For VirtualBox several patches can be found that extend the display up to 1024*768. A good test is to change the DOS prompt PIF into opening in a window, rather than using full screen. After checking that most patches will break. Seems to me that you explained some of that. Another issue I recall is memory usage together with networking, but I never took the effort to even try to analyze/optimize that. All these are based on using Enhanced mode. Hope to see some binaries one day!
Found some more information on palette handling in Windows 3.1x and earlier. All this comes from IBM Image Adapter/A driver docs. 256 colors is a special case and the driver allows for disabling the palette manager in 3.1x to simulate Windows 1/2 behavior in 8-bit color modes.
16-bit modes and higher don’t use palette manager and PALETTE.EXE always looks great. The tradeoff is the many hundreds of Windows 3.1x games and edutainment that break since they are hard coded to dynamically change the 8-bit palettes.
Re running the 16-bit resource compiler, perhaps otvdm might be useful?
(Sorry if this suggestion is already known, perhaps already discussed in another blog post or the comments of another blog post).
Another question: How much/little work would it be to make this driver work as a non-accelerated driver for real hardware that uses some sort of standard API to select higher resolutions (VESA?)?
I admit that I haven’t really invested much time in it, but my conclusion is that Windows 3.x runs fine on way newer hardware than it usually ran on, but with PCI and especially AGP cards it’s hard to find a Windows 3.x driver.
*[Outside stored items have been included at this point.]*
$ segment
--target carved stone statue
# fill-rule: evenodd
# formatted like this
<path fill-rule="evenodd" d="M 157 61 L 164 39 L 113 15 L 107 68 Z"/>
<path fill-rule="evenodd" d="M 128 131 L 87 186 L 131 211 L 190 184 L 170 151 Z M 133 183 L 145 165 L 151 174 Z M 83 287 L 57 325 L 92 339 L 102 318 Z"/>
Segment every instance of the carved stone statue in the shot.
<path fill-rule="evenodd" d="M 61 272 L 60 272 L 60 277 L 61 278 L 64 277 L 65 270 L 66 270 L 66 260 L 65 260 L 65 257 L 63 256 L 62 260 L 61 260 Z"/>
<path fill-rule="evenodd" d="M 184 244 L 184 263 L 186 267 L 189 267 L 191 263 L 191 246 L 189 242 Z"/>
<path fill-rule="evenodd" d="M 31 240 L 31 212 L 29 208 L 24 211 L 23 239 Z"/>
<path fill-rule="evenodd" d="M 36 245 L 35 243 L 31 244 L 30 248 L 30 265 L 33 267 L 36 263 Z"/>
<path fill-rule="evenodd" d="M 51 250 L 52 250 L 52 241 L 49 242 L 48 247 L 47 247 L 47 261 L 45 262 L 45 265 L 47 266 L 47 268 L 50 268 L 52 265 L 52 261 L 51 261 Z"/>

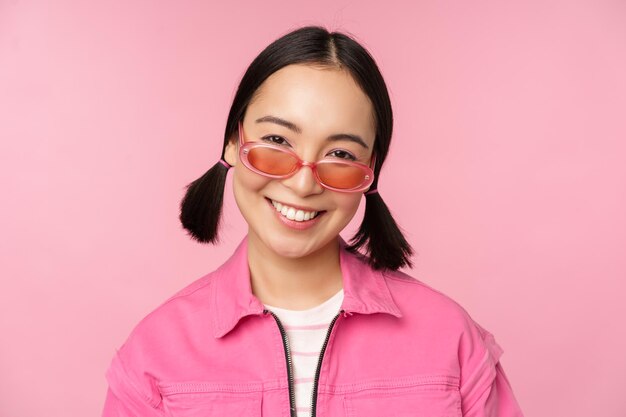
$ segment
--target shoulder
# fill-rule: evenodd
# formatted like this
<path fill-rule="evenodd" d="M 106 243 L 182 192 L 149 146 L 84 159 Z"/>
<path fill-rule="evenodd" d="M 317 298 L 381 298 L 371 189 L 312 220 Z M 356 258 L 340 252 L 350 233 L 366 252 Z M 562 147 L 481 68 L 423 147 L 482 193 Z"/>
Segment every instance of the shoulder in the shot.
<path fill-rule="evenodd" d="M 501 346 L 456 300 L 400 271 L 383 274 L 389 291 L 415 333 L 458 360 L 461 391 L 473 401 L 496 376 Z M 454 342 L 454 343 L 453 343 Z"/>
<path fill-rule="evenodd" d="M 447 320 L 448 324 L 473 322 L 459 302 L 423 281 L 402 271 L 384 271 L 383 276 L 403 315 L 432 317 L 439 322 Z"/>
<path fill-rule="evenodd" d="M 201 330 L 197 318 L 209 315 L 207 300 L 216 273 L 196 279 L 161 302 L 115 349 L 106 378 L 117 398 L 146 413 L 160 407 L 157 377 L 176 362 L 190 332 Z"/>
<path fill-rule="evenodd" d="M 199 316 L 209 315 L 212 285 L 219 269 L 195 279 L 161 301 L 132 328 L 125 344 L 131 341 L 156 342 L 156 338 L 179 334 L 197 325 Z"/>
<path fill-rule="evenodd" d="M 432 332 L 433 338 L 446 335 L 448 340 L 456 340 L 459 360 L 470 368 L 487 360 L 492 365 L 498 361 L 503 349 L 494 335 L 459 302 L 404 272 L 386 271 L 383 275 L 406 324 Z"/>

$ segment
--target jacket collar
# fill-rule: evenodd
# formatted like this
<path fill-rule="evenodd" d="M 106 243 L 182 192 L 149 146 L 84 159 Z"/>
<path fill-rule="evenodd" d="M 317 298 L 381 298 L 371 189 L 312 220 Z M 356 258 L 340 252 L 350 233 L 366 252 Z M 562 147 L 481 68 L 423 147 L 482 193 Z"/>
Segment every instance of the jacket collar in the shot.
<path fill-rule="evenodd" d="M 346 242 L 340 236 L 337 239 L 344 291 L 341 309 L 348 314 L 387 313 L 402 317 L 382 271 L 372 269 L 364 257 L 348 252 Z M 230 332 L 243 317 L 263 313 L 263 303 L 252 293 L 247 236 L 215 271 L 209 302 L 212 304 L 211 324 L 216 338 Z"/>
The use case for this would partially be vintage computing in general but also to use special hardware with Windows 3.x software on an as-good-possible computer. In my particular case I have a logic analyzer that uses an ISA card and Windows 3.x software and it would be nice to be able to run that in higher resolutions. I admit that I haven’t tried if it would work in Win9x, that would kind of solve the problem (except that my experience is that with perfectly bug free software Win 3.x can actually be rock solid, I’ve experienced several weeks of uptime for Win 3.x that was actually used and not just idling, while my experience is that Win 9x sooner or later deteriorates and eventually needs a reinstall).
(Sorry if I’ve already written this as a comment on another post. If so I blame that on getting old…)
regarding win16 programming, I wonder if there is any 3rd party applications can drag files into winfile? and how is win3.1 classic drag-and-drop interface(the non-OLE one) comparing with OS/2’s drag-and-drop interface?